Two very good reasons why flying Southwest Airlines to Hawaii is not a good idea
So yeah. I stand by what I was saying about never flying out to Hawaii on Southwest ever again. Not because they’re a terrible airline or anything. I quite like them for short hops here in the continental US, but not for extended runs out to the islands and back. Here’s why:
1. They don’t offer an opportunity to upgrade to a better seat
All seats on all Southwest aircraft are the same. They’re all very thin, very stiff, and the leg room is so-s0. If Southwest offered me the opportunity to pay for a seat with more legroom, I’d throw my money at them with a smile.
But since all seats are the same, and I have to suffer the same as everyone else, I’ll choose another airline that allows me to do so. For the record, Hawaiian Airlines A330-200 extra comfort is a far superior “premium” economy choice IMHO.

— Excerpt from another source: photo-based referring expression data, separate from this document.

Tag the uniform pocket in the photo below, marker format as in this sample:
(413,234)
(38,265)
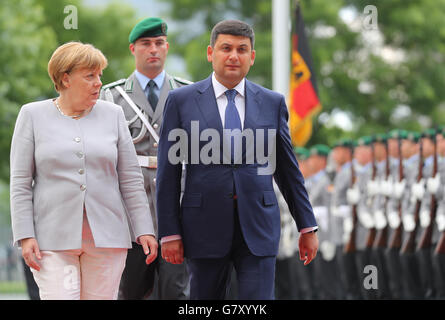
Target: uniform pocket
(269,198)
(192,200)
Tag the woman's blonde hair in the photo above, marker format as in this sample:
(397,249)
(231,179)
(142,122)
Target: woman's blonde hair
(71,56)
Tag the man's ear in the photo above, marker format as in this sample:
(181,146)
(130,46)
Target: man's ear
(252,58)
(66,80)
(209,53)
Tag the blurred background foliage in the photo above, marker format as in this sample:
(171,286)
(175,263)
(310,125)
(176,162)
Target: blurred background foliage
(368,80)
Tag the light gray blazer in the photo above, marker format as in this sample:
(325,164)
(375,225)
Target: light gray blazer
(59,164)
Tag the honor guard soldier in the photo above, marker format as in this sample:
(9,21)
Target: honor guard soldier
(427,236)
(326,268)
(142,96)
(291,279)
(341,210)
(394,211)
(378,208)
(439,251)
(365,172)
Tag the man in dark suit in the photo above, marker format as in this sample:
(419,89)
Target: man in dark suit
(228,216)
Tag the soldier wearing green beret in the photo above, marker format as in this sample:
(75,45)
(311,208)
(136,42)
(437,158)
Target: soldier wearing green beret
(142,96)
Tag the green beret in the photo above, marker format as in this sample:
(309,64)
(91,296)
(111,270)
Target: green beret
(301,153)
(348,143)
(413,136)
(380,137)
(150,27)
(365,141)
(429,133)
(319,150)
(397,134)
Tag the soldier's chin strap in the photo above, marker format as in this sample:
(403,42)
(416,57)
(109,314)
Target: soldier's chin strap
(139,113)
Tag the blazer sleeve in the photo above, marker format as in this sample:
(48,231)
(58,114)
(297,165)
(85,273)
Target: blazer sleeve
(288,176)
(168,179)
(22,168)
(131,182)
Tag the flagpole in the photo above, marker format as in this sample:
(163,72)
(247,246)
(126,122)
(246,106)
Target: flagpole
(281,45)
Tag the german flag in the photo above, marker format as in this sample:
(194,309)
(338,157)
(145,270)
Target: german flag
(303,99)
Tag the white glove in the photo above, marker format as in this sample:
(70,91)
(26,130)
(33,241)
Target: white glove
(393,219)
(386,187)
(373,188)
(366,219)
(353,195)
(418,189)
(380,219)
(399,188)
(433,184)
(440,220)
(425,218)
(408,222)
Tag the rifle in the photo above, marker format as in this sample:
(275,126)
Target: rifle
(426,238)
(396,240)
(351,244)
(372,231)
(410,243)
(382,236)
(440,248)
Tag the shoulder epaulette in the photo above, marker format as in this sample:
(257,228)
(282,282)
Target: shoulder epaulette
(113,84)
(182,81)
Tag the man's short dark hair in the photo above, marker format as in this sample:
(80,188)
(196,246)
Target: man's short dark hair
(234,28)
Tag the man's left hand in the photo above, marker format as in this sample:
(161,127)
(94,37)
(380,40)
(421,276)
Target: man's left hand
(308,245)
(150,246)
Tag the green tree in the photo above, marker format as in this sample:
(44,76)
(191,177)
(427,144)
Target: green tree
(353,72)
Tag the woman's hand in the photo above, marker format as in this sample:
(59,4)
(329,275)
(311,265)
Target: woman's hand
(150,246)
(30,249)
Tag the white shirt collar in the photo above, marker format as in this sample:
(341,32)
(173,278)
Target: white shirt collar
(143,79)
(221,89)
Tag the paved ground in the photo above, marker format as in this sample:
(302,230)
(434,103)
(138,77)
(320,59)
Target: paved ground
(14,296)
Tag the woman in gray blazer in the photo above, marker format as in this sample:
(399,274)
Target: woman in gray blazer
(77,193)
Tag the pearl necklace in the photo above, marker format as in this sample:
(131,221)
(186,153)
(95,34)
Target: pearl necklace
(63,114)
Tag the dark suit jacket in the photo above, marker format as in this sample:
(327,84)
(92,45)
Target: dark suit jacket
(205,216)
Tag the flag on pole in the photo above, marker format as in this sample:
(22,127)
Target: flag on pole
(303,98)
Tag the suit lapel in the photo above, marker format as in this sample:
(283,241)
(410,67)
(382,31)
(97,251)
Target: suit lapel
(137,94)
(206,102)
(252,106)
(162,98)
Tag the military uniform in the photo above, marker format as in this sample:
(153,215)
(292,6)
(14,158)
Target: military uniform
(425,253)
(393,260)
(291,279)
(341,218)
(138,280)
(365,219)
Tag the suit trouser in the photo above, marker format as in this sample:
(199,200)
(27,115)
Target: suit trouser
(89,273)
(210,277)
(159,280)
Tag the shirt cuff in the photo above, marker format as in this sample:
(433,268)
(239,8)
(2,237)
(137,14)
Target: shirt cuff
(170,238)
(306,230)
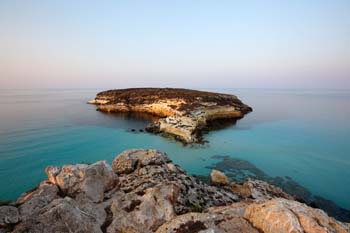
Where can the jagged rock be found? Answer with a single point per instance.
(144, 212)
(218, 178)
(219, 220)
(37, 199)
(8, 215)
(82, 179)
(184, 113)
(193, 193)
(281, 215)
(155, 196)
(61, 215)
(258, 189)
(128, 160)
(52, 172)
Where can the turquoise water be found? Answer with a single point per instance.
(304, 135)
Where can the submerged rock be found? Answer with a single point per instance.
(144, 212)
(89, 180)
(186, 114)
(218, 178)
(8, 215)
(61, 215)
(281, 215)
(151, 194)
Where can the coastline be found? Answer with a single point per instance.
(185, 114)
(144, 186)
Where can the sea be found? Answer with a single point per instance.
(298, 139)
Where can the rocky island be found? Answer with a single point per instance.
(183, 113)
(144, 191)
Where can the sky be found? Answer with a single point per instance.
(191, 44)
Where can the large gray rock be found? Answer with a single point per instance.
(258, 189)
(282, 215)
(144, 212)
(154, 167)
(82, 179)
(218, 178)
(227, 219)
(8, 215)
(62, 215)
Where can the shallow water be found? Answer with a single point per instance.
(302, 134)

2. The open seating policy is kind of stressful
It takes (at minimum) 5 hours to fly between the US mainland and the Hawaiian Islands. That’s a long time to be struck in a seat you’re not happy with, and the chances of that happening are much higher on Southwest than they are on any other airline.
I fully admit that the open seating policy thing works great for shorter flights. It takes less time to board the plane, and even if you do end up with a terrible seat, it’s a tolerable situation knowing that you won’t have to suffer long.
Chances are high that you’re not going to get a good seat on a Southwest flight out to Hawaii if you aren’t in the “A” boarding group. You might get lucky if you’re in the first half of the “B” group, but may God have mercy on your soul if your boarding pass says “B15” or higher.